FinMin seeks gas allocation details from Power Ministry

Source:PTI
November 04, 2013 20:55 IST

The Finance Ministry has sought from the Power Ministry details of fuel allocation to gas-based plants before giving its nod to pool prices of imported and domestically produced natural gas.

"Ministry of Finance has asked us to provide the gas allocation list of power plants and also the ones which have signed PPAs (Power Purchase Agreements)," a Power Ministry official told PTI.

The ministry has proposed to pool prices of imported and domestically produced natural gas to be supplied to power plants stranded due to drop in production of the fuel from Reliance Industries' KG-D6 block.

The ministry floated a Cabinet note last month to seek approval to pool imported liquefied natural gas (LNG) with the fuel available from the KG-D6 block after meeting the requirements of fertiliser units. The move is aimed at helping gas-starved power plants.

As per the ministry's proposal, during 2014-15, around 3,000 MW capacity power plants will get gas under the gas-pooling mechanism. The electricity produced from these plants is likely to be sold at a tariff of Rs 7 per unit.

The proposed electricity tariff was derived after pooling the prices of imported and domestic gas and deducting government subsidy, which requires approval, the official said.

The tariff may increase to Rs 7.50 per unit in 2015-16, when gas will be made available to additional power plants.

And in the financial year 2015-16, the remaining 4,800 MW capacity plants will also be able to get gas.

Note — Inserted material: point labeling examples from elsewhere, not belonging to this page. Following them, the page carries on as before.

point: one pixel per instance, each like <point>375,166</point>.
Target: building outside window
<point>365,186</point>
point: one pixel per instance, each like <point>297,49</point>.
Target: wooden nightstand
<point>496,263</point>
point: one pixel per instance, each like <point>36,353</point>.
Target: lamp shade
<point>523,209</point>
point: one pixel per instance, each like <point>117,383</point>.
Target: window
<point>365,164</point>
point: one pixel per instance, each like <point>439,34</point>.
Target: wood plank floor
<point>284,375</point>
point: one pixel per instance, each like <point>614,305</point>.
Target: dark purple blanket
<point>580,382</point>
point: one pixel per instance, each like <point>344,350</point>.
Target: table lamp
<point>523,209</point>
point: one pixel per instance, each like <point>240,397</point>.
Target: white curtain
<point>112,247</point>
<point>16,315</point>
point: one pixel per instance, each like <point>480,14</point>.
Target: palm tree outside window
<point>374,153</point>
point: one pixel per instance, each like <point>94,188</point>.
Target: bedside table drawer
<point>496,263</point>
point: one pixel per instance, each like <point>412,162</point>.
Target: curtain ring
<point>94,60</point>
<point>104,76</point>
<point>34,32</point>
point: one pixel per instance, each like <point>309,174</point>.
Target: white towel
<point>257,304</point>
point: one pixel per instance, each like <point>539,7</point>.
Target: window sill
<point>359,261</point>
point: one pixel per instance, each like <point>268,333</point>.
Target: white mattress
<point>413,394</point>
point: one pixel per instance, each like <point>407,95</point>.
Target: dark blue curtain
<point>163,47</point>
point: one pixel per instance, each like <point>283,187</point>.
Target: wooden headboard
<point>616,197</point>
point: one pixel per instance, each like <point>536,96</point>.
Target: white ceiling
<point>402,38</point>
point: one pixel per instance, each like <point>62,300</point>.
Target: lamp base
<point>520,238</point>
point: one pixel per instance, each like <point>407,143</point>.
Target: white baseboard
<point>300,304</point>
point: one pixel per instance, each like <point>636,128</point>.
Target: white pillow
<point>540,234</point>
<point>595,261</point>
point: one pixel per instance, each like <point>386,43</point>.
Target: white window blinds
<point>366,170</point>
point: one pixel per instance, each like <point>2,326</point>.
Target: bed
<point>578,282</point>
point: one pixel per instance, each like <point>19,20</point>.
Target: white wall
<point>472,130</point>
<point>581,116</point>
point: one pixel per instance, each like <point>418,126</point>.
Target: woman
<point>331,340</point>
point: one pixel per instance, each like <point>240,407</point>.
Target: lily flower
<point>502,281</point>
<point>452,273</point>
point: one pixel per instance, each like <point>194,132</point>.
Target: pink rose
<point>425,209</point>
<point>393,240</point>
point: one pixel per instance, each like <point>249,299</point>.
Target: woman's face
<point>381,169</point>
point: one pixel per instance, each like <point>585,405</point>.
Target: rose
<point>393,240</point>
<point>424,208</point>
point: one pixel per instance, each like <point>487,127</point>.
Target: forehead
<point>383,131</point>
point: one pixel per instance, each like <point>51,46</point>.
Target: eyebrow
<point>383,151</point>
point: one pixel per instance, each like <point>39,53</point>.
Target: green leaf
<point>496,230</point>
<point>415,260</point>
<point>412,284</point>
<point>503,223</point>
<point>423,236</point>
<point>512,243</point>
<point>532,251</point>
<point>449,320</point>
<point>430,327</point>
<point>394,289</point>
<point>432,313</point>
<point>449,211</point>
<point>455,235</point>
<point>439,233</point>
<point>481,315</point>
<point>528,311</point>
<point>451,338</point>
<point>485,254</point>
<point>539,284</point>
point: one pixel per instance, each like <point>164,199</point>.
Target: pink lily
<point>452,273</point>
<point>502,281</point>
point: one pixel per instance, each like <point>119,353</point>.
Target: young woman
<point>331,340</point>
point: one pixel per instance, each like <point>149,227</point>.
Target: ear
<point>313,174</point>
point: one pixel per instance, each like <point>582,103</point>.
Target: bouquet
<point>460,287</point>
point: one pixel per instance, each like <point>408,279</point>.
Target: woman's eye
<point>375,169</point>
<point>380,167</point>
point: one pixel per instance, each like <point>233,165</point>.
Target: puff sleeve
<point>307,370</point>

Currently, 7,800 MW of gas-based power generation is stuck due to scarcity of natural gas.

The proposal will be finalised once the Finance Ministry agrees to provide the subsidy. State-run GAIL India will be the facilitator for the price-pooling mechanism.

The price of KG-D6 gas was set at $4.2 per million British thermal units by the government and is proposed to be doubled from April 2014. LNG costs about $13-14 per mmBtu.

The fertiliser sector currently gets 31 million standard cubic metres a day of gas from domestic fields.